Las guerras y los conflictos, junto con sus justificaciones
ideológicas, alimentaban juicios encontrados. Estas representaciones de la
realidad destacaban lo que interesaba, ocultaban lo que no convenía mostrar y
proyectaban hacia el porvenir sueños y frustraciones. El stalinismo estaba
rodeado por una corte de justificadores. Tampoco faltaban apologistas en el
bando opuesto: en 1937, en las páginas de la revista Criterio, monseñor
Gustavo Franceschi manifestaba su convicción de que el movimiento nacional en
España no era un ultraje "del despotismo contra toda libertad, o del sable
contra la dignidad humana". Se equivocaba: las represiones prosiguieron
implacables, con su secuela de cárcel y fusilamientos, durante y luego de
concluida la Guerra Civil Española.
El distanciamiento del historiador no sólo significa depurar de
pasiones el análisis y apartarse para someter a la crítica los dichos propios y
ajenos; también ese tramo es una cantera inmensa de datos ignorados y
revelaciones sorprendentes: ¿qué decir frente a las pruebas recientes, hechas
públicas después de seis décadas, que muestran cómo en la Suecia de 1937 ya
estaba en ejecución una ley votada dos años antes, durante un gobierno
socialdemócrata, que mandaba esterilizar mujeres para proteger la pureza de la
raza nórdica? (se calcula que setenta mil seres humanos sufrieron los efectos de
esa política, la cual, por cierto, también se difundió en otras democracias
europeas).
Cuando se conocen estas bifurcaciones inesperadas de los cursos
establecidos, los cimientos de las creencias tiemblan. Ocurren cosas, en efecto,
que algunos creyentes de variada especie ideológica jamás hubiesen previsto.
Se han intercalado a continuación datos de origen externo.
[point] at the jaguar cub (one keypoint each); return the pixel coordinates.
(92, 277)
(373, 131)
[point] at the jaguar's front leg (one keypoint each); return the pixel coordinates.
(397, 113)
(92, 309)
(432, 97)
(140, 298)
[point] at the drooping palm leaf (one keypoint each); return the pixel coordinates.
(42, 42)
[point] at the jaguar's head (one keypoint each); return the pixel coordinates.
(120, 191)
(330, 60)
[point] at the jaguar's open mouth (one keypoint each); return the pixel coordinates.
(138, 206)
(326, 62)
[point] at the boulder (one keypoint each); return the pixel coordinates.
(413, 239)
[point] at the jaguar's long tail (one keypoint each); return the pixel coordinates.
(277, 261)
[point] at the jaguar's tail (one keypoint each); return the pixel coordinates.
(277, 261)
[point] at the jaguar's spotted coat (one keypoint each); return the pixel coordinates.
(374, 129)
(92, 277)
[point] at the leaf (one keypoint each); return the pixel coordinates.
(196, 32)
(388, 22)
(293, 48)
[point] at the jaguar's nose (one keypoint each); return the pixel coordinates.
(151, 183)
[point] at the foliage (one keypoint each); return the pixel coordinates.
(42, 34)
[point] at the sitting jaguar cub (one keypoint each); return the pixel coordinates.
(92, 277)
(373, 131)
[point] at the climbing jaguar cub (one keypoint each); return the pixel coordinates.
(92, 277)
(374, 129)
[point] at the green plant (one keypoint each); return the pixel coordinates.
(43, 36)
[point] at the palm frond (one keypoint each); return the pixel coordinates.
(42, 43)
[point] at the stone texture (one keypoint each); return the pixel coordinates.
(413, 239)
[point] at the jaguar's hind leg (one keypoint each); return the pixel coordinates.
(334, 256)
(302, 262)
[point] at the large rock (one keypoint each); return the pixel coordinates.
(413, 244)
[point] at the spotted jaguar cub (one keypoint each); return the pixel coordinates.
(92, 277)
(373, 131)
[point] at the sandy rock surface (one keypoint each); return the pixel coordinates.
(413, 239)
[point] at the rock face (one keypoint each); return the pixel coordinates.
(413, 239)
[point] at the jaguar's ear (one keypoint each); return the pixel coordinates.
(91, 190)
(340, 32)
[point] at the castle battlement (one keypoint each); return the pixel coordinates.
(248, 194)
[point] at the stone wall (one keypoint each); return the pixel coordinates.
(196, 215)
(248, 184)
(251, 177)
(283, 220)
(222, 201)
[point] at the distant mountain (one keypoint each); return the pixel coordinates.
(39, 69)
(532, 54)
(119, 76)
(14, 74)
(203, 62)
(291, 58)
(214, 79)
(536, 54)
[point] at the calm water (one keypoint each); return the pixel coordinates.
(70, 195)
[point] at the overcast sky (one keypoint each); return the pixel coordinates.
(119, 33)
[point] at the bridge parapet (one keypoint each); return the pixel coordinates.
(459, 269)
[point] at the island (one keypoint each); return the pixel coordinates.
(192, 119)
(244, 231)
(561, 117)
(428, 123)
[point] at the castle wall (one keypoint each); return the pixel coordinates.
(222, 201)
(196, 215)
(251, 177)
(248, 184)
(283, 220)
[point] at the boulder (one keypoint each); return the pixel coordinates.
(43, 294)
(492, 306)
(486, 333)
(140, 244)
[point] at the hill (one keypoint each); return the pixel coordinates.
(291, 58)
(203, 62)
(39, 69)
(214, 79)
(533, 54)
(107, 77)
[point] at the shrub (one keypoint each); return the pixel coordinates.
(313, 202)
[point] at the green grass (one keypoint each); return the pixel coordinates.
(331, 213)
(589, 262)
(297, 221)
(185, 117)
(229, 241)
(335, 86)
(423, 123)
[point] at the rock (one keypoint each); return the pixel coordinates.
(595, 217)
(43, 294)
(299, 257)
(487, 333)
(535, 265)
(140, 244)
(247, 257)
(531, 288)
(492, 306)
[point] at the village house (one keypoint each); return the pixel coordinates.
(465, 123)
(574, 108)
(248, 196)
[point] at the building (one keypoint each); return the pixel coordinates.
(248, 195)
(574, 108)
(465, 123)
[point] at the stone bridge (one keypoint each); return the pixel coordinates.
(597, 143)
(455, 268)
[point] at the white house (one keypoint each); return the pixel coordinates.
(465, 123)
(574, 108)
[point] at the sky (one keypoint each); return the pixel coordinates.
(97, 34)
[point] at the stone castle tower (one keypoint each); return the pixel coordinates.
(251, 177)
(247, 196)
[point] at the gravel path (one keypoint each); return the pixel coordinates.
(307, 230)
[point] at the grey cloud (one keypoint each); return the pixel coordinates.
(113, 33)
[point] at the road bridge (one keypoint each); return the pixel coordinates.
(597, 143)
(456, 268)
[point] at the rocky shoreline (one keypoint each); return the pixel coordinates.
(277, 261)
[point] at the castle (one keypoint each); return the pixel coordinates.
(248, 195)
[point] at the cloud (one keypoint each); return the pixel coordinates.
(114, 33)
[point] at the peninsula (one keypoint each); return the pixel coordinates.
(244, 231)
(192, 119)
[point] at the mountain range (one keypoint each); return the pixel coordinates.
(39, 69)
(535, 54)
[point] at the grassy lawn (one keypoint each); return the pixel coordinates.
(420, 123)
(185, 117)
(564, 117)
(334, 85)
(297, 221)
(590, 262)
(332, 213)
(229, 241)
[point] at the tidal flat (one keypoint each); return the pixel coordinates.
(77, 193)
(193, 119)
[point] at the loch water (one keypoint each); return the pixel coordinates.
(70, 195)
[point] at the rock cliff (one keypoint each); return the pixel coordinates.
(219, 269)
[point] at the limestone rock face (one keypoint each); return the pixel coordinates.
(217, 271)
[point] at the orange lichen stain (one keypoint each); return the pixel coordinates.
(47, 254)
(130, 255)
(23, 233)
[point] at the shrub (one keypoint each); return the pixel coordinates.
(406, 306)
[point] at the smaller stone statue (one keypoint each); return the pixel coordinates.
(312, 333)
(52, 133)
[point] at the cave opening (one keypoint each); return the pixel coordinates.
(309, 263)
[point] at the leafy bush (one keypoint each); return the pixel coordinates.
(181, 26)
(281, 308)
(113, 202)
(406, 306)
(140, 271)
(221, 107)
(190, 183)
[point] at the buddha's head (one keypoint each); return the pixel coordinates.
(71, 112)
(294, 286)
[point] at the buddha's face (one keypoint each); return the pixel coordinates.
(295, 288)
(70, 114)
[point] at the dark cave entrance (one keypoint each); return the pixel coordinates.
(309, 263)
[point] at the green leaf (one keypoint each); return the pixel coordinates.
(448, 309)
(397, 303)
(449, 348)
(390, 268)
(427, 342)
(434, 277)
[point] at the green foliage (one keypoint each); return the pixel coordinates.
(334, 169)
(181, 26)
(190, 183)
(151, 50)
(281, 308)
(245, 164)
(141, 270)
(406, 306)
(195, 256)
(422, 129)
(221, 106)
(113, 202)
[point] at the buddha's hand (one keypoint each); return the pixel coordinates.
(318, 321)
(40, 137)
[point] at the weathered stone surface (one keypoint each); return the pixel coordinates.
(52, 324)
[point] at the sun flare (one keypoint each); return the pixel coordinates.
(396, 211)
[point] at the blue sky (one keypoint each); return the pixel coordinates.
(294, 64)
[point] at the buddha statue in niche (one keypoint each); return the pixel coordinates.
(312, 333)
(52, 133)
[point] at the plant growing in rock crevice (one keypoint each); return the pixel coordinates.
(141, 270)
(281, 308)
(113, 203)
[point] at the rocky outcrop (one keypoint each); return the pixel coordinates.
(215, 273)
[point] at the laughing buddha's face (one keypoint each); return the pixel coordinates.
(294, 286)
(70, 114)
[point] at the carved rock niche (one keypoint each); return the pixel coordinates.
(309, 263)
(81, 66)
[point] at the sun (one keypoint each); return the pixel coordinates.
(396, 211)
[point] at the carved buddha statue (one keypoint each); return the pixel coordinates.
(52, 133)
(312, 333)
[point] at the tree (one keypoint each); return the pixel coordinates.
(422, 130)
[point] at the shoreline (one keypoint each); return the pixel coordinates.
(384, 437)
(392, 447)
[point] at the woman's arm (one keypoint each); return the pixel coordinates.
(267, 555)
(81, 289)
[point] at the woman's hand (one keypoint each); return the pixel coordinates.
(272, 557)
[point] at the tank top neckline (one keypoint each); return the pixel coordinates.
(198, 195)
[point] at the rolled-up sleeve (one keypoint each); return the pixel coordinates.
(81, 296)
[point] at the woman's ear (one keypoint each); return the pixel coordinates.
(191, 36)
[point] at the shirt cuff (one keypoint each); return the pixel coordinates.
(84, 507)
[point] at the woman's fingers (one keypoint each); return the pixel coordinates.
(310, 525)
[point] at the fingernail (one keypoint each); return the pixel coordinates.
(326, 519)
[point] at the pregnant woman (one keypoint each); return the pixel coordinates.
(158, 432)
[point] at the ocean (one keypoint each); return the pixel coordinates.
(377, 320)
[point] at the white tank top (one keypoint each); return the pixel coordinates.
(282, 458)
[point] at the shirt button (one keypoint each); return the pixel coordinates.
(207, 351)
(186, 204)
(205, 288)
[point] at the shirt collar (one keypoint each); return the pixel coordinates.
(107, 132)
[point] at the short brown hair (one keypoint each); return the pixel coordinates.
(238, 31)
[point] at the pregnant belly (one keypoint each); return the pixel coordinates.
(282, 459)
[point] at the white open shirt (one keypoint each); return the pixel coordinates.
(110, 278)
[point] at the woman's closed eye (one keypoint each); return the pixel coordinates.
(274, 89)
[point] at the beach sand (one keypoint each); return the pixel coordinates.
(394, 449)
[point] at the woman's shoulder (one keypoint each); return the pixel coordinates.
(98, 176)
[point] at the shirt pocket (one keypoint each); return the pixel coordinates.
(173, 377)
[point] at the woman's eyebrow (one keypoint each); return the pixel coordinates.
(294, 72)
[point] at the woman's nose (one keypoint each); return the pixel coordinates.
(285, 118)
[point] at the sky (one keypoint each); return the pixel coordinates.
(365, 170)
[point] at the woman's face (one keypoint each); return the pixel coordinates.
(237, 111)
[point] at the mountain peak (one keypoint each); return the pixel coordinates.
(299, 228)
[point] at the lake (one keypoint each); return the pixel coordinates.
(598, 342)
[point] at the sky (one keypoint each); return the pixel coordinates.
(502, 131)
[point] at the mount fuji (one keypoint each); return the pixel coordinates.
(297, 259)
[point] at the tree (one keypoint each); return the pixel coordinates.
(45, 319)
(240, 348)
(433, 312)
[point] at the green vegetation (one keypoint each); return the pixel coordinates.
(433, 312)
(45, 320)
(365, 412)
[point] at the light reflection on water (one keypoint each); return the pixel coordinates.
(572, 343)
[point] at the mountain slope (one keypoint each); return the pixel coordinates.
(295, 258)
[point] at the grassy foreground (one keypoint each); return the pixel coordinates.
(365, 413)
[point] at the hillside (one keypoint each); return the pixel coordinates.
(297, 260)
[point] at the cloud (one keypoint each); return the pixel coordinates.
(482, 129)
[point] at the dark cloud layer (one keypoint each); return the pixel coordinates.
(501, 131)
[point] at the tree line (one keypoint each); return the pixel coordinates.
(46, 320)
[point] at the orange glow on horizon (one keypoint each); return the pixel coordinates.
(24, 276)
Acaso sea imposible pensar la historia como un relato que contiene dosis
variables de cambios y continuidades sin esos súbitos desvíos del rumbo
esperado. En la historia de las ideas, en la historia de los acontecimientos y
en la historia más secreta, poco perceptible a primera vista, existen siempre
esos lazos entre la continuidad y el cambio. Son dos dimensiones de la vida
condenadas a compartir un mismo campo de experiencias. Por tanto, ese lazo es
indisoluble. Si la historia fuese mera continuidad estaríamos regidos por el
mandato de los muertos; si la historia fuera un puro cambio viviríamos en medio
de la destrucción perpetua del pasado. Muchas veces, sin embargo, el mandato de
los muertos está sepultado por la acción de los poderosos de turno y, en otras
circunstancias, la anulación del pasado no es más que una excusa para fabricar
un presente tan frágil como ilusorio.